I’m sure the refining costs of diesel are much cheaper, I don’t know this for a fact as I’m no petrochemicalist but it’s surely easier to crack diesel out of oil than petrol.
Nope, both come in at one end, go up the crude column, go through various other columns depending onthe crude used (bent, texas sweet, etc etc etc) then get sent off for various prcoesses. As a guide the heavier the material (diesels, fuel oils, etc, being heavy, petrol, LPG, LNG being light) the more energy it takes to process it through a hydrocracker (which turns one hydrocarbon into another at really high temperatures and pressures) or hydrotreatment (same principal, but lower temp/pressure just cleans the sulphur from the hydrocarbon rather than cracking it completely).
20+ years ago there could have been almost no hydrotreatment (it’s a process that mainly removed sulphur), but in the last 20 years diesel has required more and more processing to get to the point where it’s almost as clean as petrol, thus it now costs more.

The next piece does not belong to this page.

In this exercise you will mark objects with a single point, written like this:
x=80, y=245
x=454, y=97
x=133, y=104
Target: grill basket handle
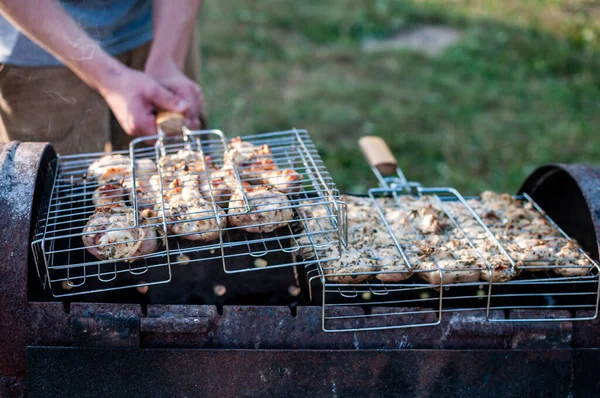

The next big change (IME) will probably be the imposition of the same standards on fuel oils usualy used in ships. As builing a treater to clean fuel oil is prohibitively expensive (it’s used in ships because its cheep, its cheep because theres no other market for it). Ships will use more and more diesel, pushing its price up further, some of the fuel oil will obviously be cracked for diesel, but this is another processing stage and pushes its cost up.